A orientação para verificar se o aposentado tem direito é simples: ele deve olhar, na sua carta de concessão de benefício se consta como limitado ao teto da época. Se o documento tiver a indicação, em seguida, é preciso fazer um pedido de revisão administrativa em uma agência do INSS. Caso seja indeferido, o que é bem comum, segundo especialistas, a providência seguinte é recorrer à Justiça.

Poucos segurados tiveram reajuste

Poucos aposentados na época do Buraco Negro viram seus benefícios ser corrigidos pela Previdência. Na ocasião, os valores foram atualizados pelo teto, mas não houve alteração na carta de concessão.

"Mas é preciso constatar se ao entrar com ação será vantajoso mesmo. Por isso, recomendo procurar um especialista para que sejam feitos os cálculos", adverte o advogado Murilo Aith.
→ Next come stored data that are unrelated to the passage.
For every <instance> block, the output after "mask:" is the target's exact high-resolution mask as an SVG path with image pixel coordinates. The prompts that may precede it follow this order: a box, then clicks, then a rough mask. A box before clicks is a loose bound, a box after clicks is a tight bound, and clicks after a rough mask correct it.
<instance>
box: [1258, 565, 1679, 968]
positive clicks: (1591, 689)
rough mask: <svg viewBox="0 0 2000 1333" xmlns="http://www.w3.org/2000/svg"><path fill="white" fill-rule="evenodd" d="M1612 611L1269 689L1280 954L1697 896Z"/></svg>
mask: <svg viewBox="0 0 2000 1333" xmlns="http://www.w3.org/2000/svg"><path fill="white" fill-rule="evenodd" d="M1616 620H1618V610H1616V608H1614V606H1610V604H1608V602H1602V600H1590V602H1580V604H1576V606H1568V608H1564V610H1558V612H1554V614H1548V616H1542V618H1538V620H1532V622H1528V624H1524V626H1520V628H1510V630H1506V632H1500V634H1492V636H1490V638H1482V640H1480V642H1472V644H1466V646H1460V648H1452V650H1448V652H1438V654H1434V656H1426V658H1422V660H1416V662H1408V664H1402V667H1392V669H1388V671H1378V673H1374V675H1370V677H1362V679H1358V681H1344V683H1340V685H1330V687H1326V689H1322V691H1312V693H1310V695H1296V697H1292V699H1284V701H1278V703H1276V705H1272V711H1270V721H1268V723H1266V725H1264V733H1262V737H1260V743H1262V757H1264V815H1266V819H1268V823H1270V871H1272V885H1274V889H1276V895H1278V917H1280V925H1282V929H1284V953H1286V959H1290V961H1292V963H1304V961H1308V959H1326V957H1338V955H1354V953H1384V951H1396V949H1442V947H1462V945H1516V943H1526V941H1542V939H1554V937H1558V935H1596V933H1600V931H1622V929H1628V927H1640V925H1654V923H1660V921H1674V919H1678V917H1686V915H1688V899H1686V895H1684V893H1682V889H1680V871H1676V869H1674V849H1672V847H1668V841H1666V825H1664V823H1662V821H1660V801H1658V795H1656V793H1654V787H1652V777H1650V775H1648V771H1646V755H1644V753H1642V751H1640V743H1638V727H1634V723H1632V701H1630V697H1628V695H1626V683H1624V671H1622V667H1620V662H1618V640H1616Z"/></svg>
A decisão do TRF3 beneficiou um aposentado da cidade de Santo André, no interior de São Paulo. Segundo Aith, responsável pelo processo, o benefício será corrigido de R$2.667,99 para R$ 5.625,95, ou seja, alta de 110,87%. E também renderá atrasados de R$ 217,9 mil.

O advogado ressalta que ainda cabe recurso a terceira instância Superior Tribunal de Justiça (STJ) ou Supremo Tribunal Federal (STF) por parte do INSS.